GREENVILLE, S.C. — Three non-profit groups say they have made an offer to Norfolk Southern buy the right-of-way of the inactive Saluda Grade — when active, the steepest main line in America, averaging a 4.7% incline with a brief stretch of 5.1% grade — with plans to turn it into a 31-mile rail trail.
The groups Upstate Forever, PAL (Play, Advocate, Live Well), and Conserving Carolina, say the trail would run from Inman, S.C., to Zirconia, N.C., passing through the communities of Gramling, Campobello, Landrum, Tryon, and Saluda. About 16 miles would be in South Carolina and 16 miles in North Carolina.
An outline of the plan on the Upstate Forever website says the trail “would make our communities better places to live, with more economic opportunity and more ways to explore the beautiful countryside” and says it would serve as “an economic engine to attract tourists, strengthen local businesses, and grow the local tax base.”
The groups say “negotiations are ongoing” with NS.
“Saluda Grade Trail will be an extraordinary recreational amenity for the residents of our region and could become a hub for a burgeoning network of connecting parks, trails and greenways across several counties,” Kieran Roe, executive director of Conserving Carolina, said in a press release. “The trail will also help preserve and promote awareness of the remarkable history of the Saluda Grade railroad, a 19th-century engineering marvel that was key to the growth and development of this part of the Carolinas.”
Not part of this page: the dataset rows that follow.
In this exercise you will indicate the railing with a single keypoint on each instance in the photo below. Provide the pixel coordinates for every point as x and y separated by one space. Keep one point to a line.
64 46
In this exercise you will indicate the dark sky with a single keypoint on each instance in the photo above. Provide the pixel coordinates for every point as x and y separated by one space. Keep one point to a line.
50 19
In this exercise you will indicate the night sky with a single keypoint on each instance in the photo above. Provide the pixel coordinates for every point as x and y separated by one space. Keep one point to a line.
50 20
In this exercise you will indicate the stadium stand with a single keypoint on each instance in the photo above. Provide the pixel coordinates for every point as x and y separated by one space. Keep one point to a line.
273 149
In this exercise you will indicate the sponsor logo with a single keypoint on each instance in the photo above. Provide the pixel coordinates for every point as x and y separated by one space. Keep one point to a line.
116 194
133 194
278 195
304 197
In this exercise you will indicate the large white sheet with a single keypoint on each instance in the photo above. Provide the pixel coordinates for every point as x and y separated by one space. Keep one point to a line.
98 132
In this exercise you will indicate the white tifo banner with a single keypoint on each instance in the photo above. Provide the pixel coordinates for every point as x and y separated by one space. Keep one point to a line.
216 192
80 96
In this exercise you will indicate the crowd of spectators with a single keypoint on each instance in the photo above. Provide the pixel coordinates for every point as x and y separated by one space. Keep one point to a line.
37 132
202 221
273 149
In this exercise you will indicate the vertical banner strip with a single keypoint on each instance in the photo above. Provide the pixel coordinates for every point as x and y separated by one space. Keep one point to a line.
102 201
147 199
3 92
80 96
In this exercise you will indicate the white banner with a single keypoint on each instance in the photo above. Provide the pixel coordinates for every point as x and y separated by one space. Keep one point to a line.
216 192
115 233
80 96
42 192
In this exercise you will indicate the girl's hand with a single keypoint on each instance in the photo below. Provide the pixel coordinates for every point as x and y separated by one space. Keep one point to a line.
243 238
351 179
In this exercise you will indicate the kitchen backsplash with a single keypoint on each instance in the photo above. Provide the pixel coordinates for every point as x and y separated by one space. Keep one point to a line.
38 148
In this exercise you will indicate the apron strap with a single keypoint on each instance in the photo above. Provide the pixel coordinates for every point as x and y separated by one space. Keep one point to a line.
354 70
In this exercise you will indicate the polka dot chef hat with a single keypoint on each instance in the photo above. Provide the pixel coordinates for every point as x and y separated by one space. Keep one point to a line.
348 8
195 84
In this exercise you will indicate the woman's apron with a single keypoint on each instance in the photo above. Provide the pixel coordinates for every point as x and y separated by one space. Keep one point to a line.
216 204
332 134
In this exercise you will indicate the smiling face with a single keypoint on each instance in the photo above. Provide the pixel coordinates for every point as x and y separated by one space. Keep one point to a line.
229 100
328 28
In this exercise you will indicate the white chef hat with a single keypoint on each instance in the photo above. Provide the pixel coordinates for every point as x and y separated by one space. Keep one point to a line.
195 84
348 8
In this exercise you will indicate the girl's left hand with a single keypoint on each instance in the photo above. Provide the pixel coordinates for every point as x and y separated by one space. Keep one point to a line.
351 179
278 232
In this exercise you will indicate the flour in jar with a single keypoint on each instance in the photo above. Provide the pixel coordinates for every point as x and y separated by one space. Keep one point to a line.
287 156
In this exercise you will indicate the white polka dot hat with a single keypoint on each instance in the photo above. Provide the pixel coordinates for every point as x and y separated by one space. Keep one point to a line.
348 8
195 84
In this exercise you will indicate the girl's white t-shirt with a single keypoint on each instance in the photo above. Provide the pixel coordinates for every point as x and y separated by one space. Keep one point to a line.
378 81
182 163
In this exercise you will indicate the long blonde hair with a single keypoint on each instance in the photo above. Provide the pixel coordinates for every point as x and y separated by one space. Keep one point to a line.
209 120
Norfolk Southern, in a statement to Trains News Wire, said it “regularly receives inquiries regarding the status of many of our strategic assets, including on corridors like the Saluda Grade. Out of respect for the inquiring parties, we do not provide any detailed information regarding these inquiries.”
NS historically has preferred to railbank routes rather than abandon them, and the Saluda Grade is no exception. The rails, while rusted and overgrown, remain in place. The late Jim McClellan, then NS senior vice president of planning, said in 2003 there was little cost in leaving the line in place and little to gain from abandonment: “Many of these lines actually have a net liquidation value that’s negative, after the environmental mitigation.” [See “Saluda Grade future: Possibilities for Southern’s mighty incline,” Trains.com, April 5, 2022].
The route saw its first through train in 1878, and its last on Dec. 9, 2001, when NS discontinued through service between Asheville, N.C., and Spartansburg, S.C. Considered the most dangerous stretch of mainline railroad in the country, it saw 14 men killed in 1880 alone; Southern Railway built two escape tracks for runaways in 1903, and NS operating instructions were so detailed that they covered six pages in the Piedmont Division timetable in effect at the time the route was closed.
The railroad subsequently sold a portion of the line, from Asheville to East Flat Rock, N.C., near the South Carolina border, to Watco, which operates it as part of its Blue Ridge Southern Railroad [see “Watco wins bid for North Carolina branches, famed Saluda route severed,” Trains News Wire, May 14, 2014].